Existing implementation

what

egencache

what's wrong

very slow

what it does

  1. For each package, in portdir:
    1. Fork AsyncFunction
    2. chdir($CP_DIR)
    3. Get timestamp of top commit, run: git log --format=%ct -1 .
    4. If older than ChangeLog, break
    5. Get the list of commits from start of history: git rev-list HEAD -- .
    6. For each commit:
      1. Get changed-files, run: git diff-tree --name-status --no-renames --format=... --root --relative=$CP_DIR -r $COMMIT -- .
      2. Parse git output
      3. Build ChangeLog entry
    7. Combine ChangeLog entries in expected direction (forward or reverse)

Every fork out to git means reading all of the git data structures on disk, and while they will be cached, it's still a lot of work.

analysis of what it does

At the time of writing this, the tree statistics:

  • 19225 packages.
  • 40039 ebuilds.
  • 74625 unique commits.

Running rev-list on each package directory results in

  • total of 184773 commits being listed (calling such output pkg-commit for clarity for the rest of this section).
  • The 14 commits that touch the most packages account for approximately 50% of all pkg-commits.
  • The next most-common 86 commits (such that you get 100 commits in total) only account for a further 8.3% of all pkg-commits.
  • There are packages with 300+ commits in their history.

best case

This will happen if there have been no changes between two runs. It still evaluates every single package in PortDB.

  1. It still evaluates every single package in PortDB.
  2. Fork for each package.
  3. Call a single git-log for EVERY single package (takes 200+ ms)

With 19000+ packages in the tree, this takes north of 3800 seconds.

worst case

This will happen only if there is a global change.

In addition to the best case above, it ALSO does:

  1. git-rev-list (2-4 seconds per package).
  2. git-diff-tree (50ms per commit)
  3. Commits touching multiple package paths are evaluated MORE than once.
    1. This makes tree-wide and category-wide commits VERY expensive for ChangeLogs.

New Proposal

Design

Data structures

  • For each commit:
    • metadata, message, files-changed
  • For each package:
    • List of commits

Design problems

Every commit has 3 timestamps:

  • Author time.
  • Commit time (implicit by gpg signing time).
  • Time first-seen on main tree.

They have two implications:

  • What date should be shown on a changelog entry.
  • What order should the changelog entries appear in.

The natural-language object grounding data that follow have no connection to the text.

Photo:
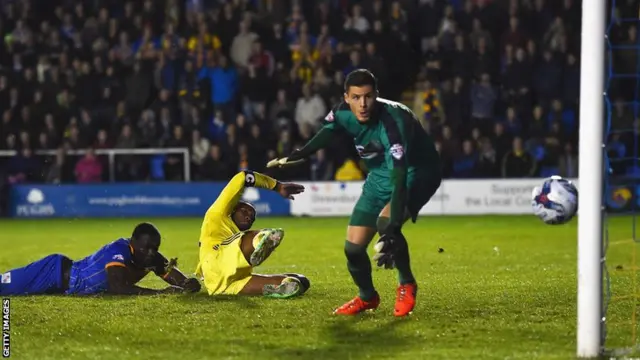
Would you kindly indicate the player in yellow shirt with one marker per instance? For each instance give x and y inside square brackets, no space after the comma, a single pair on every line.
[229,250]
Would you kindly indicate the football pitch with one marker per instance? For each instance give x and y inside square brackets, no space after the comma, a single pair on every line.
[490,288]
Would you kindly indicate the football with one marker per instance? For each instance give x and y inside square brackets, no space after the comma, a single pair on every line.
[556,201]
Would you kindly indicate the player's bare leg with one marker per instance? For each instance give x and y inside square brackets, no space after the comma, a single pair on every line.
[407,288]
[256,246]
[359,265]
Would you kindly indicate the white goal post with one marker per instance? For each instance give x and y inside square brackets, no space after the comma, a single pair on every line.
[590,321]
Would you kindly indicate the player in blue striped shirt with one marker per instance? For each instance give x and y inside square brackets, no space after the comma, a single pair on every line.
[114,269]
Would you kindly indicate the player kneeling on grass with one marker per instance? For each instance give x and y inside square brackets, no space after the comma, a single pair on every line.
[229,250]
[114,269]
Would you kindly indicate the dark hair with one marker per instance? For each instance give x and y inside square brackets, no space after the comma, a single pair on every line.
[143,229]
[359,78]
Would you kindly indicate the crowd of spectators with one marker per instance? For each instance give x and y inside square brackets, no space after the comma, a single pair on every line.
[238,82]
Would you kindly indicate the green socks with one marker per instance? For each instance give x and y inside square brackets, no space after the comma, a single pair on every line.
[403,265]
[359,266]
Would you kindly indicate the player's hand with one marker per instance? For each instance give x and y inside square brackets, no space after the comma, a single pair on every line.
[287,190]
[386,249]
[385,252]
[191,285]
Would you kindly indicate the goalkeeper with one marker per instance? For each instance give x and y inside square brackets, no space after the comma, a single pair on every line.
[229,250]
[404,173]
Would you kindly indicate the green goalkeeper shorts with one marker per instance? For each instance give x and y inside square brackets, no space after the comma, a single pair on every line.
[376,194]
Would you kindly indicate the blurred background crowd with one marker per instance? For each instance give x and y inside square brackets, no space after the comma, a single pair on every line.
[237,82]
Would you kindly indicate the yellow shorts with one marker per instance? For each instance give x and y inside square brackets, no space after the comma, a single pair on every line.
[224,267]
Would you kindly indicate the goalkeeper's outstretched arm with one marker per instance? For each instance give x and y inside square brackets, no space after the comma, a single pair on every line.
[319,141]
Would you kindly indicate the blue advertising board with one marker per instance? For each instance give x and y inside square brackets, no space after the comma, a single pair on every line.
[128,200]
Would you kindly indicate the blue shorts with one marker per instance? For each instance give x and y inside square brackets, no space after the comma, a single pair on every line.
[40,277]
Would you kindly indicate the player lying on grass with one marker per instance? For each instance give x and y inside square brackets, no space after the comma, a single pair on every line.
[404,172]
[229,250]
[114,269]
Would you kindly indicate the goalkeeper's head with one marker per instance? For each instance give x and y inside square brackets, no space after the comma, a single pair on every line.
[244,215]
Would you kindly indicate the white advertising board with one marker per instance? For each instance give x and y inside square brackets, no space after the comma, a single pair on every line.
[454,197]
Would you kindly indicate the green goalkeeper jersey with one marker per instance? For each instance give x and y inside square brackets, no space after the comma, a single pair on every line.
[392,135]
[392,143]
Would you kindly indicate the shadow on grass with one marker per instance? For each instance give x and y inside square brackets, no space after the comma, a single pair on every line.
[202,299]
[362,337]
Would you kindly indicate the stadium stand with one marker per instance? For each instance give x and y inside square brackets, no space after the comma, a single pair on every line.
[238,82]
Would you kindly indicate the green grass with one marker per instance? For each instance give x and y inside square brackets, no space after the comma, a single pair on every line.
[504,288]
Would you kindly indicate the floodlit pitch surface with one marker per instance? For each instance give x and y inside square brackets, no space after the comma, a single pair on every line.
[490,288]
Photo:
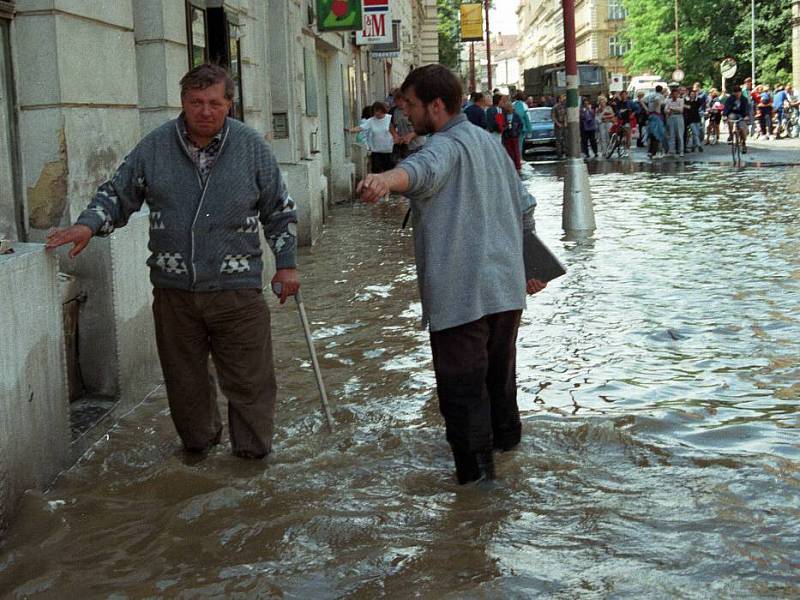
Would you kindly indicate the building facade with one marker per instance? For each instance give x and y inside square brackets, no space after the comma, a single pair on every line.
[597,32]
[80,83]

In the case of merge commits, author & commit time could be very old, and we would still want the new commit to show up at the top of history if it was added to the main tree after another commit. This either means being aware multiple active paths through git history, or finding another way to imply the ordering of commits.

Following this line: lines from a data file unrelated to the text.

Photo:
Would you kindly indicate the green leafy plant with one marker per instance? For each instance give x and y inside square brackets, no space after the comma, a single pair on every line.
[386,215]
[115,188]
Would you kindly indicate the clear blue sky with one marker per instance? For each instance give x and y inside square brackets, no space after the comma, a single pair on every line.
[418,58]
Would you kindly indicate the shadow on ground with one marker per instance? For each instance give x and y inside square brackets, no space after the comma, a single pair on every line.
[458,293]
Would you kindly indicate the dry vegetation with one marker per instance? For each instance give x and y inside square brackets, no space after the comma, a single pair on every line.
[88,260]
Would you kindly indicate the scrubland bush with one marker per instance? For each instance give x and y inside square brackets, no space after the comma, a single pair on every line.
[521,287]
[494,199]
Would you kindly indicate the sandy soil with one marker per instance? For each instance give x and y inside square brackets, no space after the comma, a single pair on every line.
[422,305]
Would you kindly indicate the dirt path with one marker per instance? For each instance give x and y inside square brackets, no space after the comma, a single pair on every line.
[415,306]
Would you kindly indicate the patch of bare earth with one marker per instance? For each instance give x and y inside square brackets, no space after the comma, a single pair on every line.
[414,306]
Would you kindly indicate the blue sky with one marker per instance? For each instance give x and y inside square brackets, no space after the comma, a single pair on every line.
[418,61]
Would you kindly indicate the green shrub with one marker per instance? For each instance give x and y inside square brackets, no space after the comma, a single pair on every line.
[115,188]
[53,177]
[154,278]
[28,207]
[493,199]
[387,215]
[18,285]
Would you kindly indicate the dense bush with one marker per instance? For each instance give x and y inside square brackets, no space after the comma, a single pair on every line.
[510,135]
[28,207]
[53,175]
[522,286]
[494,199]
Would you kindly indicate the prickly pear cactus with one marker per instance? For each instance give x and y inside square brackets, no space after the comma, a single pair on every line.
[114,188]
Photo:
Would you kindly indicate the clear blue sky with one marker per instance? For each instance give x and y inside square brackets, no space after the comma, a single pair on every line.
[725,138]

Additionally, even with regular commits, short of receive-time verification, there's NOTHING enforcing developer clock correctness.

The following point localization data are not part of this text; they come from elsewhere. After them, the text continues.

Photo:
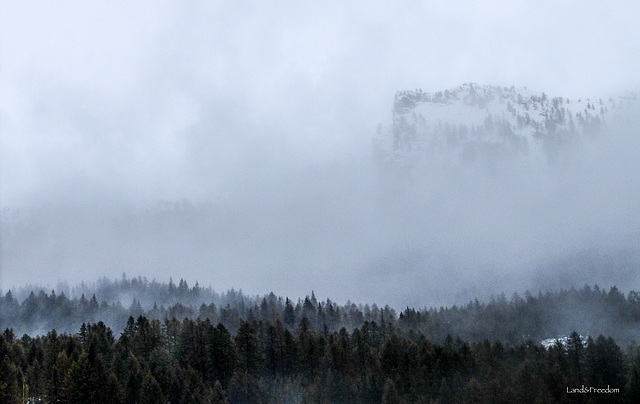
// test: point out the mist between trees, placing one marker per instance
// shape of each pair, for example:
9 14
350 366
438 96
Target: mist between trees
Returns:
272 350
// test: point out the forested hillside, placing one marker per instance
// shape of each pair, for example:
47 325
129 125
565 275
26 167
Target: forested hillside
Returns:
181 344
589 311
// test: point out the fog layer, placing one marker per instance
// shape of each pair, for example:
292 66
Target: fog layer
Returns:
355 229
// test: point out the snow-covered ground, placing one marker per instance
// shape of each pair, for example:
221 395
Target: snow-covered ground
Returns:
475 123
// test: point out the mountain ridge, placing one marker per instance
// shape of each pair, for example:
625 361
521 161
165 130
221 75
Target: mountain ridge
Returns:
474 124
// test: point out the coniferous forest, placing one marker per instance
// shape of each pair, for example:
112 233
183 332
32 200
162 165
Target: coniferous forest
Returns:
181 344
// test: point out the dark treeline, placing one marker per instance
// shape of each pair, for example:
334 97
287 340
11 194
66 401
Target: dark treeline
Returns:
589 311
195 361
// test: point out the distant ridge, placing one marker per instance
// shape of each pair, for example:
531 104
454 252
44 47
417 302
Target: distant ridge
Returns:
487 124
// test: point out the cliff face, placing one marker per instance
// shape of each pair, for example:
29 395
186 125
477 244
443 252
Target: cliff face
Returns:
475 124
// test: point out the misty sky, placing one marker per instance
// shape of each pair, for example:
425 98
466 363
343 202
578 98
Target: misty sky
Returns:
266 113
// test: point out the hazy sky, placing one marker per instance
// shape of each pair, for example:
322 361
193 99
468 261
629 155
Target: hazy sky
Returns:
267 111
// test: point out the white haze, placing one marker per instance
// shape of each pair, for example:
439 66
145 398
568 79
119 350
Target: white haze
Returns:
261 118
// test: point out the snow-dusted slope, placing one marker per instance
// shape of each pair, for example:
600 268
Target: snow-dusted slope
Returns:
475 124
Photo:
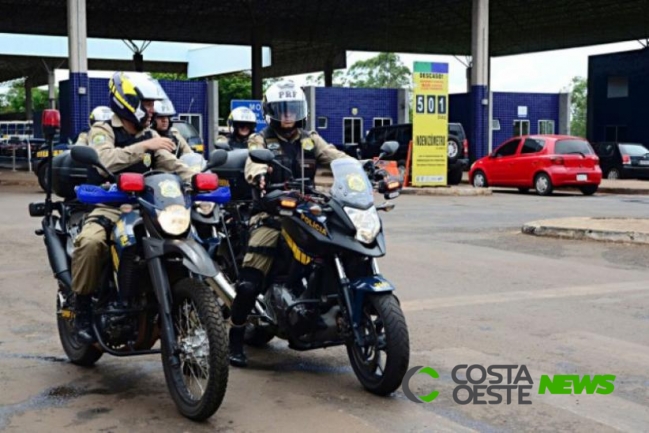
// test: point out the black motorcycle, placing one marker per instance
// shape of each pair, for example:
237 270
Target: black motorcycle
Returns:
155 285
325 288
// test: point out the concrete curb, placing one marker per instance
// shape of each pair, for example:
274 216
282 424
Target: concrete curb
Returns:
538 228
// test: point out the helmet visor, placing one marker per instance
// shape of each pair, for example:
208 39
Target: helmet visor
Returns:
287 110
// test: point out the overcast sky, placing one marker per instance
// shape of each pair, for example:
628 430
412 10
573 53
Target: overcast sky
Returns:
549 71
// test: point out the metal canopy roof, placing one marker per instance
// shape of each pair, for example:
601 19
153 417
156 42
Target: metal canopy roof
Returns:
322 28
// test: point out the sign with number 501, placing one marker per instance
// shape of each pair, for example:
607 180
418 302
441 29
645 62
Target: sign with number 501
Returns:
430 124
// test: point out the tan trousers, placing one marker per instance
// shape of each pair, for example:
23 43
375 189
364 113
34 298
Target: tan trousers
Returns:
91 252
261 237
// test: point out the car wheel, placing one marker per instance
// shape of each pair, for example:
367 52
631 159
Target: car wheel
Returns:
613 174
588 189
453 149
455 175
543 184
479 180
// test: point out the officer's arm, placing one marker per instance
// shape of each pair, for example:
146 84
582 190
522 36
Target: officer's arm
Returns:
166 161
252 170
114 158
324 152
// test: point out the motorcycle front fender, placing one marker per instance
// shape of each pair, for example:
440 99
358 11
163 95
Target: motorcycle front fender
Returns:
195 258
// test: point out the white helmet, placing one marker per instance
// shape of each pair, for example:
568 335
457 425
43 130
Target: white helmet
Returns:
164 108
100 114
282 98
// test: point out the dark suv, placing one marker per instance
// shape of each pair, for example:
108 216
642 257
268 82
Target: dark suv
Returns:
458 155
623 160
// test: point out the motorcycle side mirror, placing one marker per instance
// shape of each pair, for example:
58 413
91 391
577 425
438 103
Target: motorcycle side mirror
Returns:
261 156
389 148
86 155
217 158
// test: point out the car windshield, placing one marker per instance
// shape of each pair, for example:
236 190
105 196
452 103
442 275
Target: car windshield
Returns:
186 130
633 149
566 147
351 186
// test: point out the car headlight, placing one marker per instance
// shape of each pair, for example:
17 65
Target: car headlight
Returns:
367 223
174 219
205 207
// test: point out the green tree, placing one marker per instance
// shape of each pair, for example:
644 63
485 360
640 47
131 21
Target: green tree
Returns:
13 101
385 70
578 89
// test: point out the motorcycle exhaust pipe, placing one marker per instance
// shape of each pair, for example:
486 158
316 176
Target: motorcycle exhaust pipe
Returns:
223 288
56 255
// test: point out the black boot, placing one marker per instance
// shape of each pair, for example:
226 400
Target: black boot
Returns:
82 321
237 356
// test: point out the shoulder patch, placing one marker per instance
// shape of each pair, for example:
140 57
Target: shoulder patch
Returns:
99 138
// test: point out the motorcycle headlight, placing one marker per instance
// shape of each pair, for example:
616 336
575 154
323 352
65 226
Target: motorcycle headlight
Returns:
205 207
174 219
367 223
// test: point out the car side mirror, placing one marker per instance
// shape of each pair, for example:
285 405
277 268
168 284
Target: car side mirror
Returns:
261 156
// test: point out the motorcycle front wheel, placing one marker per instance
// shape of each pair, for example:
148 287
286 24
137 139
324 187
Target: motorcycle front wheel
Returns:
79 353
197 385
381 360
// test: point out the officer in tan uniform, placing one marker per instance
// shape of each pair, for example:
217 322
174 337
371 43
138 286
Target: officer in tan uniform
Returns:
285 109
99 114
162 113
242 123
124 144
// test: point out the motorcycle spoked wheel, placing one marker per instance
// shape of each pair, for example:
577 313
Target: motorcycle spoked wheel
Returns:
198 384
80 354
381 361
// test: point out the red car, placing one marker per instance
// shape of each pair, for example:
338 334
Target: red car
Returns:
542 162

Maybe the BEST solution is for server-side introduction of commit notes, with metadata like when the commit was seen.

Process

  1. Data-collect phase:
  2. Run a SINGLE git command
    1. Should be able to take last-seen commit and only output NEW history
    2. Output should make it easy to split commits.
    3. In the worst case, this will output the ENTIRE history; could trivially be restricted (eg by date).
  3. Parsing phase:
  4. Split the output of the git command
    • Responsibilities:
      1. populate the commits database
      2. return a list of changed packages
    • Two possible designs
    1. Pure single-threaded
      • For each commit, examine all of the data and split out to data structure
    2. Hybrid
      • First part is single-threaded, and just scans for the commit separator.
      • Pipe the text of each commit into a separate process that parses & returns data.
      • Pre-format the commit messages into the data structure (they can be re-formatted latter, but it will save a lot of future compute)
  5. Output phase:
  6. Trivially multi-threaded from this point, needs only reads from the commits data structure.
  7. For each changed package:
    1. If most recent commit was a package deletion, delete the ChangeLog file on disk (or stash elsewhere).
    2. Grab (commit-hash, changetime)
    3. Sort by changetime
    4. Write changelog by fetching commits in order.
    5. Optional:
      • write latest hash & changetime to changelog, for ease of validation/processing
      • use it to append or prepend new entries.
      • Do not trust mtime on changelog file

Process breakdown

Git output command
  • Format string: --format='COMMIT%m%n%H %ct %cN <%cE>%n%BFILES%m'
    • Needs to be easy to split: between commits, and separate metadata vs list of files & file-actions
  • File output: --name-status
  • No renames: --no-renames
  • Show root as big diff: --root
  • Use topographic order: --topo-order

git log $FORMAT --name-status --no-renames --root --topo-order

This generates good output, for complete history takes ~10 seconds to generate a 30MiB output.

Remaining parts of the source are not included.